Realpolitik e
moral
ou Angola
e Soares
Com o pequeno ensaio a que deu o título "Sobre a
expressão corrente: Isto pode ser correcto na teoria,
mas nada vale na prática" propunha-se Kant 1, já
há mais de duzentos anos, responder a todos aqueles que,
em nome da "prática", do "pragmatismo"
e da "realpolitik", se acham no direito de justificar
o atropelo dos princípios mais elementares (a "teoria")
da ética e da política.
Vem isto a propósito do chamado "caso Soares"
- um exemplo típico de como a discussão política
tende constantemente, em Portugal, a desviar-se do substancial
para o acidental. E o substancial é, neste caso, o seguinte:
Angola é um estado legitimado pelo direito? Não.
Violam-se, em Angola, os direitos humanos mais elementares? Violam.
Angola é uma cleptocracia? É. Nas zonas controladas
pela UNITA o panorama é diferente? Não. Se em vez
do MPLA fosse a UNITA que estivesse no poder, faria melhor ou
sequer diferente? Estou convencido de que não.
Estas são as questões essenciais. Uma posição
coerente em termos de defesa dos "direitos humanos",
da "democracia" e da "paz" extrairia, da
resposta a tais questões, a conclusão de que o
MPLA e a UNITA não podem deixar de ser colocados no mesmo
plano e condenados de forma igualmente veemente. Em vez
disso, e em nome da realpolitik "isto pode ser correcto
na teoria, mas nada vale na prática", ironiza Kant
- e da pretensa defesa dos interesses portugueses, o Estado português
praticamente "aos costumes disse nada". Isto é,
assobia, olha para o ar, vai dar uma volta. Ficamos assim a saber
que o problema dos "direitos humanos" e dos "princípios
éticos e políticos" se coloca, exclusivamente,
em relação a Países com os quais os (supostos)
interesses portugueses não estão em jogo.
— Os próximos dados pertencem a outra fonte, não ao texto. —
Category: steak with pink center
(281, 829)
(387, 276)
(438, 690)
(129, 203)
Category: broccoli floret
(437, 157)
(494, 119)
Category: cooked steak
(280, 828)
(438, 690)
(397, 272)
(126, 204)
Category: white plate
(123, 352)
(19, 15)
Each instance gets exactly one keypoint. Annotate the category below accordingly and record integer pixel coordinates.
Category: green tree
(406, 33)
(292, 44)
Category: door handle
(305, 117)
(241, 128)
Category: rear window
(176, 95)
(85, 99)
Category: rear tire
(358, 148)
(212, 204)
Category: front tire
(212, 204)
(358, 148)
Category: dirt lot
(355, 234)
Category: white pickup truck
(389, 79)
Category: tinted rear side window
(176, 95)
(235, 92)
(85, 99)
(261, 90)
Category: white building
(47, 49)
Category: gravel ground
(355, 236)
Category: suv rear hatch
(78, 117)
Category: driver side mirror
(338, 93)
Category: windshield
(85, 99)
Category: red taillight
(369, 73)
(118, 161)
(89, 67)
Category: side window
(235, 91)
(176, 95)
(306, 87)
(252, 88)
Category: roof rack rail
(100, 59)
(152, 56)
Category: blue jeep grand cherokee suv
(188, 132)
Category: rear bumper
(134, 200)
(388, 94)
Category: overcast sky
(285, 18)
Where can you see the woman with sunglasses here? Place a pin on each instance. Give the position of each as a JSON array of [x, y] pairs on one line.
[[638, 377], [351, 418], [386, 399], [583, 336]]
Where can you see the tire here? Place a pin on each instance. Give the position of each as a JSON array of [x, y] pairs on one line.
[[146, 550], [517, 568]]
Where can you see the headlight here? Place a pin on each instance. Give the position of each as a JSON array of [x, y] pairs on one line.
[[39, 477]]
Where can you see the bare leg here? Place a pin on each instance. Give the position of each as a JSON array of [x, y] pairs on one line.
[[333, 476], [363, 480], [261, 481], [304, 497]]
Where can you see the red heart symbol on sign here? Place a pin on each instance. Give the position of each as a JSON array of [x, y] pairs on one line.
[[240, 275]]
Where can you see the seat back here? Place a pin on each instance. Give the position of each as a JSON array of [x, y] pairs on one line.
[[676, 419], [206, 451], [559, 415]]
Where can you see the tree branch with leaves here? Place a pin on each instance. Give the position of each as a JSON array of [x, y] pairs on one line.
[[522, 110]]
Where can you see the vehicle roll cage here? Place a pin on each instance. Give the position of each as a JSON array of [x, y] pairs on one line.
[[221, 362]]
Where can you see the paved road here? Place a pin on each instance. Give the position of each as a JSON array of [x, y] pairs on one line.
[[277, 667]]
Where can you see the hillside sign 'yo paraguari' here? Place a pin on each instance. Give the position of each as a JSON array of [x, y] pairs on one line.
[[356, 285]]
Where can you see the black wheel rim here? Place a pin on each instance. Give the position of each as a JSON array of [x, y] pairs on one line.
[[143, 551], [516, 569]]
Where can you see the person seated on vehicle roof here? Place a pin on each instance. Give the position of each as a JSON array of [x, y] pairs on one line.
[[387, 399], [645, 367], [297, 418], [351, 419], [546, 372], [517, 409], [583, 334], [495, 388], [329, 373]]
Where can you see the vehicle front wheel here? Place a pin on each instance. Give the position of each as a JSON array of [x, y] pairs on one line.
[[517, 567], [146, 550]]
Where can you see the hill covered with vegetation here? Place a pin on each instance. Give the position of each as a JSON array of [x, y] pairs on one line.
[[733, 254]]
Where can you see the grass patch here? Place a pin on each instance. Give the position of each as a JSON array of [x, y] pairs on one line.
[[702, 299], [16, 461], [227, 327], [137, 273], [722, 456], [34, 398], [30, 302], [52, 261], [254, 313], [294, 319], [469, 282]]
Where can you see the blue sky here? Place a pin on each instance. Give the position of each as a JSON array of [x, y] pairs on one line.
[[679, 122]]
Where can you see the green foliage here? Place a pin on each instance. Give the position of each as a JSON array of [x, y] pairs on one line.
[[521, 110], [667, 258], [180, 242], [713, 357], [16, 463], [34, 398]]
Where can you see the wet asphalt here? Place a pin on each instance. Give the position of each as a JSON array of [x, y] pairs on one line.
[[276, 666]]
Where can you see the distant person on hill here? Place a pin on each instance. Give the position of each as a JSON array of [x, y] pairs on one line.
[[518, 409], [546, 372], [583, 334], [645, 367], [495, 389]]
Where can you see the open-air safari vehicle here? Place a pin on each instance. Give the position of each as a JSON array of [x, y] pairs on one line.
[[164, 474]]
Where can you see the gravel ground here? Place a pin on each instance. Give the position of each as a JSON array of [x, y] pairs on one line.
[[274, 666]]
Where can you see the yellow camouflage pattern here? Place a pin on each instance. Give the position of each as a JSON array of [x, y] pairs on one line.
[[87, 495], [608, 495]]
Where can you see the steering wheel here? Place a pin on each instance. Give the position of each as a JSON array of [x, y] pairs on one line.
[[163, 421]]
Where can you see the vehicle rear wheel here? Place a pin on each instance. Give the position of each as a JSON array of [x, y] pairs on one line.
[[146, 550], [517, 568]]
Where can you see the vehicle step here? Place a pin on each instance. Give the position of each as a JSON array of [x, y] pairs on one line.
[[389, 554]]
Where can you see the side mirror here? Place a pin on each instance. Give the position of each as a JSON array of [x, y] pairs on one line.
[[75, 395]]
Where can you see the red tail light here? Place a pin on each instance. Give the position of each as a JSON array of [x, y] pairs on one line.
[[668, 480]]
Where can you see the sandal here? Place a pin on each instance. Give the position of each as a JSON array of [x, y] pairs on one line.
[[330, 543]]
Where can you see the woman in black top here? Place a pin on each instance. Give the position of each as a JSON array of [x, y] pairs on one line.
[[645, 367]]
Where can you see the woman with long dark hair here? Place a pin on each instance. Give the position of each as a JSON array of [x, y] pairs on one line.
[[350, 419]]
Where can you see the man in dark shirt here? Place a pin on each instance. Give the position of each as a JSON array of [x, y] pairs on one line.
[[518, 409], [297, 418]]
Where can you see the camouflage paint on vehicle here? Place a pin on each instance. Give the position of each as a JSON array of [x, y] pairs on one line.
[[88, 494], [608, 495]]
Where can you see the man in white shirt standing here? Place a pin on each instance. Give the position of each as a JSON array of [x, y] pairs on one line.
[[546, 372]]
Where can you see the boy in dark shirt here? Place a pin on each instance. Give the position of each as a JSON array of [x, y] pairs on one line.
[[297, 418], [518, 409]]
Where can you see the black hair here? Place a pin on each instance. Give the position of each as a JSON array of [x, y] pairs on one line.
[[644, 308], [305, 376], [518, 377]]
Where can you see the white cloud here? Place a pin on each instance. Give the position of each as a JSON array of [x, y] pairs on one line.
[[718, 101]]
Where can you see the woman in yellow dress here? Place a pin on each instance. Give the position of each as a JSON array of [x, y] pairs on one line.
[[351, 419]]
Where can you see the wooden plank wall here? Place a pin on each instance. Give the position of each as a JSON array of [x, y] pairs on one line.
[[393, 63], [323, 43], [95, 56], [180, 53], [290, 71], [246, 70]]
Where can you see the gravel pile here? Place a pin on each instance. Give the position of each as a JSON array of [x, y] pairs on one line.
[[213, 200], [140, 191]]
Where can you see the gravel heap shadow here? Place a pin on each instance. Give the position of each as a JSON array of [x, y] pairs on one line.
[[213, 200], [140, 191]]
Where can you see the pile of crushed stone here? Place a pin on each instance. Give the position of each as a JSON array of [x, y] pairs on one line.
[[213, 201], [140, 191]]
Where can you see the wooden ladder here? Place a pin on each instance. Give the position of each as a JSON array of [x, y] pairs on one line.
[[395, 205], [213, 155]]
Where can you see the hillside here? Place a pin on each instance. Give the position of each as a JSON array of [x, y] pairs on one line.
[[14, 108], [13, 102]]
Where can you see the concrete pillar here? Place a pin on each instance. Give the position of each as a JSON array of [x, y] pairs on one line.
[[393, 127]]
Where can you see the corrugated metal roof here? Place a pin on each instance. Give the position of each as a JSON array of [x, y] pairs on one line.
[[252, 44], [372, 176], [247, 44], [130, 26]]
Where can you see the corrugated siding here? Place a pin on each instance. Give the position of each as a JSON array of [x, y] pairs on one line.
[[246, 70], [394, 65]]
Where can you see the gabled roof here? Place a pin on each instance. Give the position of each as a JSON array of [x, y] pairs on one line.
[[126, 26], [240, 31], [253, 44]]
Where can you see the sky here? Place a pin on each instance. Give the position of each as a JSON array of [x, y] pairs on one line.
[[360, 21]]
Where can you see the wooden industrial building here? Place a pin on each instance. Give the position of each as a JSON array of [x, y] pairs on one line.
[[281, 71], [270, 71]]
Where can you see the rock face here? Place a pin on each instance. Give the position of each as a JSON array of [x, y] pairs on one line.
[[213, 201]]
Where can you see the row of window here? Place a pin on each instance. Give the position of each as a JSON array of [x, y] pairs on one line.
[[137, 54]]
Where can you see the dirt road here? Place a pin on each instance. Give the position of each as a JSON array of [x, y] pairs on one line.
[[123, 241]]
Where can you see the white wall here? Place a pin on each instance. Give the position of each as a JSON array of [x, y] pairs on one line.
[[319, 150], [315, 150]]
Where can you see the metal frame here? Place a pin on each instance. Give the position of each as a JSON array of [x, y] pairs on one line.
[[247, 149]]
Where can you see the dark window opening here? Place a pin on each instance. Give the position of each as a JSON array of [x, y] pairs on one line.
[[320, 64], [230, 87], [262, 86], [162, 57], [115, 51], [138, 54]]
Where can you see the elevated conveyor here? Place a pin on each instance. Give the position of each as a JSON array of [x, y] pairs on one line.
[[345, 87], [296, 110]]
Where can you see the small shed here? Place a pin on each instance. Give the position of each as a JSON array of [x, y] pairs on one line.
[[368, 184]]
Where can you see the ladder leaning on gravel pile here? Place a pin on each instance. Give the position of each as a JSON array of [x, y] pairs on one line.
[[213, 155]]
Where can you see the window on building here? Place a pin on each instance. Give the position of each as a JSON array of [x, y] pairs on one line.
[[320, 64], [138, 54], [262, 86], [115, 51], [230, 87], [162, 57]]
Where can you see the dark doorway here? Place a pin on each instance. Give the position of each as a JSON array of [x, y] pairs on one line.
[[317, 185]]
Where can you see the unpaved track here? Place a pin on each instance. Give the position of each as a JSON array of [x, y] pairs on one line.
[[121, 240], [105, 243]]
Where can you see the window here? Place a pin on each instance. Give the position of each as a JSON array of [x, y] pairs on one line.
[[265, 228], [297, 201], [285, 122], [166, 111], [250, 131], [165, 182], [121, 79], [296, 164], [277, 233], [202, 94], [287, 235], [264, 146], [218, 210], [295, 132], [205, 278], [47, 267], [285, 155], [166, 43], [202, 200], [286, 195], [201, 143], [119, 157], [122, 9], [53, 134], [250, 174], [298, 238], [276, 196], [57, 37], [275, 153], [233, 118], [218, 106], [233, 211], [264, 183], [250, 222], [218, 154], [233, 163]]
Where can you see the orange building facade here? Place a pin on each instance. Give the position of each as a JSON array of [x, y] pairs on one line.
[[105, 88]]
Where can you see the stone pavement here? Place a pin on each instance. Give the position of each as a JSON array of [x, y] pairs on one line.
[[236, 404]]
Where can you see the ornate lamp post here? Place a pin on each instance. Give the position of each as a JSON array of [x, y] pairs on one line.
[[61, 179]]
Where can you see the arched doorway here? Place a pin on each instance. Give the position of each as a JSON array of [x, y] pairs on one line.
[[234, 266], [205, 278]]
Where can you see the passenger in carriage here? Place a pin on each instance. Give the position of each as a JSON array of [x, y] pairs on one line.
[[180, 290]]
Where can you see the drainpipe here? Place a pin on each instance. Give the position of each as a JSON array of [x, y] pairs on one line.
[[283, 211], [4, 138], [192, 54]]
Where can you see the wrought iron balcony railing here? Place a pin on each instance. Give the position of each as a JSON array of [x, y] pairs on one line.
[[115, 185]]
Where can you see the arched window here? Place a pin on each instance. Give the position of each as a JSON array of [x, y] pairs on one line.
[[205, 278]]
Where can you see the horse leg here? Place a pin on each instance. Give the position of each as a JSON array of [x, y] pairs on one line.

Podiam,
ao menos, ter-nos informado acerca de que interesses e que portugueses
estavam aqui em jogo. Até porque, e perdoe-se-nos a comparação,
também Oliveira Salazar e Marcelo Caetano invocavam repetidamente,
em situações análogas, a defesa dos "interesses
portugueses".
Ou será que, e como aventam alguns, continuamos a sofrer,
um quarto de século depois da descolonização,
de um "complexo do colonizador" que nos impede de nos
pronunciarmos criticamente sobre o que se passa nos países
ex-colonizados - e, a par disso, a continuarmos a envergonhar-nos
dos nossos mortos e estropiados, a flagelar-nos pelas matanças
que levámos a cabo, a penitenciar-nos pela exploração
que pusemos em prática? Há que assumi-lo claramente:
praticámos todas essas e muitas outras infâmias
que desconhecemos. No entanto, só uma visão ingénua
e totalmente ignorante em termos de história universal
-, pode desconhecer que os próprios colonizados colonizaram,
por sua vez, outros povos, mataram e exploraram tal como nós.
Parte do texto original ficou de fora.